On 12 May 2026, Federal Interior Minister Alexander Dobrindt (CSU) announced that Germany would adopt an active cyberdefence posture, promising a cabinet law that month to let security services disrupt and destroy the server infrastructure behind cyberattacks. The cabinet delivered on 27 May 2026, approving a draft that grants the Federal Criminal Police Office (BKA), the Federal Police and the Federal Office for Information Security (BSI) powers to prohibit the operation of hostile IT systems, redirect or block data traffic, and read, delete or modify data on attacker-controlled machines — including servers located abroad.
The shift is significant. Until now, German authorities largely countered live attacks by rerouting them into harmless network segments. The new bill reaches outward, onto the attackers' own infrastructure. Berlin is careful not to call this a hackback, but that is the substance of what is being authorised.
The threat is real, and it is getting worse
The strongest case for the law is the threat picture, which is genuinely alarming. Germany registered around 334,000 cybercrime cases in 2025, with more than 1,000 reported ransomware attacks — a roughly 10% year-on-year rise — and over €12 million extorted, according to figures cited by the Interior Ministry and reported by Euronews. Denial-of-service incidents jumped about 25% to 36,706. The BSI itself states plainly that "ransomware and data leaks currently pose the greatest cybercriminal threat to the state, economy and society," and tracks more than a dozen active extortion crews — Clop, Qilin, Rhysida and others — running double-extortion campaigns against German targets (BSI).
Faced with two to three serious incidents a day and a steady drumbeat of state-linked sabotage and espionage, a government that only plays defence will keep losing. Dobrindt's instinct — that purely preventive measures are insufficient against professionalised, often foreign-based crews — is not unreasonable. That is the steelman, and it deserves to be taken seriously.
Where the logic breaks down
The problem is that offensive operations against infrastructure are a poor fit for the threat they are meant to answer, and the draft law underplays the costs.
Start with collateral damage. Ransomware operators rarely attack from servers they own. They route through compromised third-party machines — a hospital's misconfigured router, a small firm's hijacked cloud instance, a private citizen's home device. A power to "disrupt and destroy" such infrastructure is, in practice, a power to disrupt and destroy innocent parties' systems. Dobrindt's own analogy gives the game away: he compares striking an attacker's server to defusing an unattended suitcase, arguing that "who exactly is behind the system is irrelevant." But in networked systems, ownership is precisely the question — the suitcase is usually someone else's, and detonating it has downstream effects the state cannot fully foresee.
Then there is attribution. Cyber operations are routinely staged through layers of proxies specifically to defeat identification. Acting fast enough to disrupt a live attack means acting before attribution is settled — exactly when the risk of hitting the wrong target peaks. Dr. Sven Herpig of the Berlin think tank interface, in a written statement on the bill, warns that such measures carry "significant risks, including collateral damage, misattribution, and the proliferation of cyber tools," and typically "only slow down adversaries rather than stop them." A criminal crew whose server is taken down spins up another within hours; a nation-state actor is barely inconvenienced. The state, meanwhile, has expended a capability and possibly burned a vulnerability to achieve a temporary effect.

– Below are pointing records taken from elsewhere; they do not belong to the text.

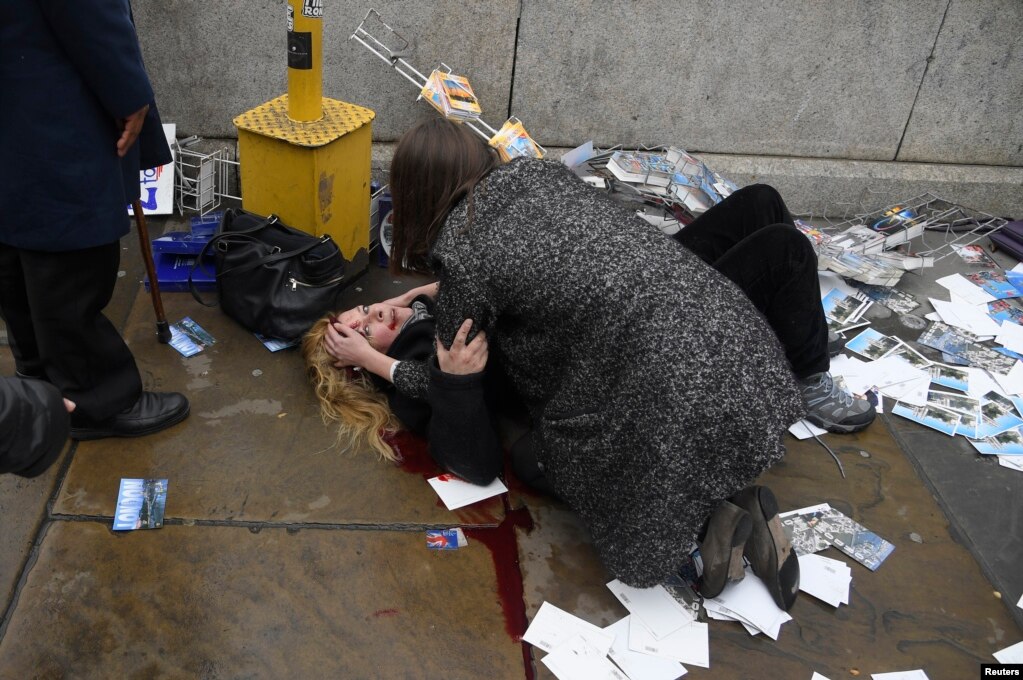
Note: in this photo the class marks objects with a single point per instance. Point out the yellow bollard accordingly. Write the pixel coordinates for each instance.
(306, 157)
(305, 60)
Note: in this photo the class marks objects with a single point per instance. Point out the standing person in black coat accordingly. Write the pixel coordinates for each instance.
(77, 125)
(33, 425)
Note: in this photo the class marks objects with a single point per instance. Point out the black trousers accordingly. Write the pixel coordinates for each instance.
(750, 238)
(52, 304)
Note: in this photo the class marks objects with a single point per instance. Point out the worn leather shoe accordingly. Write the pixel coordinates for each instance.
(768, 549)
(721, 548)
(153, 411)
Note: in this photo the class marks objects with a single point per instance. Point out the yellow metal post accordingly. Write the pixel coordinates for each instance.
(306, 157)
(305, 59)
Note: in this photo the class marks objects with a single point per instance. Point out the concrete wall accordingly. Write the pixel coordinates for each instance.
(923, 81)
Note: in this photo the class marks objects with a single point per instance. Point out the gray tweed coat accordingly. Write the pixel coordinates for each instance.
(656, 388)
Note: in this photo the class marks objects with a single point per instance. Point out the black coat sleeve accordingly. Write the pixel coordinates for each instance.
(461, 435)
(34, 425)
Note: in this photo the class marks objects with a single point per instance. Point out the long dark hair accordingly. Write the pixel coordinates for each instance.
(435, 165)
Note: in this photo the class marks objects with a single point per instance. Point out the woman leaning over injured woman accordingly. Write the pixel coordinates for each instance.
(660, 374)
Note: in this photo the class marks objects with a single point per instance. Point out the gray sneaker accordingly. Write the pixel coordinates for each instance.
(833, 408)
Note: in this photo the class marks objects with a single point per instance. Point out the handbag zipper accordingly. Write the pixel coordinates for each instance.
(296, 283)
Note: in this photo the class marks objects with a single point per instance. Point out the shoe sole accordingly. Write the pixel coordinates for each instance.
(89, 434)
(716, 577)
(838, 427)
(768, 549)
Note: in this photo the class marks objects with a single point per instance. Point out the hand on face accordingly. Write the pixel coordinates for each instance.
(463, 358)
(379, 323)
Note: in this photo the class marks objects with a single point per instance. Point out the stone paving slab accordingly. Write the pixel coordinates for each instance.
(254, 447)
(928, 605)
(227, 602)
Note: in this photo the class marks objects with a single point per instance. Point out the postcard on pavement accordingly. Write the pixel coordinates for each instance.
(799, 527)
(140, 504)
(873, 344)
(935, 417)
(854, 540)
(188, 337)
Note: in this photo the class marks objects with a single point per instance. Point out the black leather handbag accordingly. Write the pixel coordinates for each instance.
(271, 278)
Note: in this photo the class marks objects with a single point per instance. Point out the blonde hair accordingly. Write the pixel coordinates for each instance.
(348, 398)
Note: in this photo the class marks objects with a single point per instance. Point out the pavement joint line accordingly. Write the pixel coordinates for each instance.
(290, 527)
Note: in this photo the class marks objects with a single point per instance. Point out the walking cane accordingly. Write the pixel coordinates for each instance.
(163, 329)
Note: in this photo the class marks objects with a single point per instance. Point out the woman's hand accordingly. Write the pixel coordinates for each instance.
(463, 358)
(347, 346)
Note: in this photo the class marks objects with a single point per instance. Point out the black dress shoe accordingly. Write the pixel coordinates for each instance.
(153, 411)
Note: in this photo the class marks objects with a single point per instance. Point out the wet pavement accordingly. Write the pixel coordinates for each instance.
(283, 557)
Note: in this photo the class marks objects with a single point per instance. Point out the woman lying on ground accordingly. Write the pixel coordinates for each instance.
(658, 391)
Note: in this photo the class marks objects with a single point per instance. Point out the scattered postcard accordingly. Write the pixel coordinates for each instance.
(638, 665)
(895, 300)
(457, 493)
(1011, 654)
(577, 660)
(826, 579)
(906, 354)
(967, 289)
(843, 309)
(140, 504)
(552, 627)
(854, 540)
(275, 344)
(900, 675)
(188, 337)
(799, 525)
(662, 613)
(949, 376)
(749, 602)
(975, 255)
(1003, 310)
(1012, 462)
(688, 644)
(997, 414)
(1009, 443)
(872, 344)
(445, 539)
(932, 416)
(992, 282)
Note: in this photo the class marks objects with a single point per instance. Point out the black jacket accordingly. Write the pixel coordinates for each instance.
(33, 425)
(454, 416)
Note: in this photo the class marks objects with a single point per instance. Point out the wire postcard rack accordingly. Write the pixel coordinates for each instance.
(392, 47)
(202, 180)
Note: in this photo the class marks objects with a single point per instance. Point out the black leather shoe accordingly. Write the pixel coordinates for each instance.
(153, 411)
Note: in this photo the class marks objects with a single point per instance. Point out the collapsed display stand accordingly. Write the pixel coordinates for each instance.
(393, 48)
(945, 225)
(202, 180)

That last point matters for innovation policy specifically. Offensive operations create an institutional appetite for stockpiling software vulnerabilities rather than disclosing them so vendors can patch. Every unpatched flaw the state hoards is a flaw left open for the very criminals the policy targets — a direct tax on the security of every German business and citizen running the same software.
The proportionate path
There is also a structural defect. Germany's Basic Law assigns public-security and threat-prevention duties primarily to the Länder, and Dobrindt's claim that no constitutional amendment is needed is contested. Spreading new intrusive powers across three federal agencies — without, as heise and civil-society critics note, clear thresholds, oversight or systematic reporting — invites both legal challenge and operational confusion.
None of this means Germany should do nothing. It means the marginal euro is better spent on resilience than retaliation. Herpig's recommendation is the right one: the "core weaknesses lie in deficient IT infrastructure and insufficient baseline security measures." The majority of German ransomware victims are small and mid-sized firms that lack basic protections. Funding patch management, mandatory backups, multi-factor authentication and incident-response support for that long tail of SMEs would blunt far more attacks than a handful of high-risk strikes on foreign servers ever could.
Proportionate regulation here looks like hardening the attack surface, sharpening EU-wide law-enforcement cooperation to seize infrastructure under judicial control, and reserving genuinely offensive action for narrow, well-attributed, court-supervised cases. The cabinet has chosen the dramatic instrument over the effective one. Parliament should rebalance the bill before it becomes law.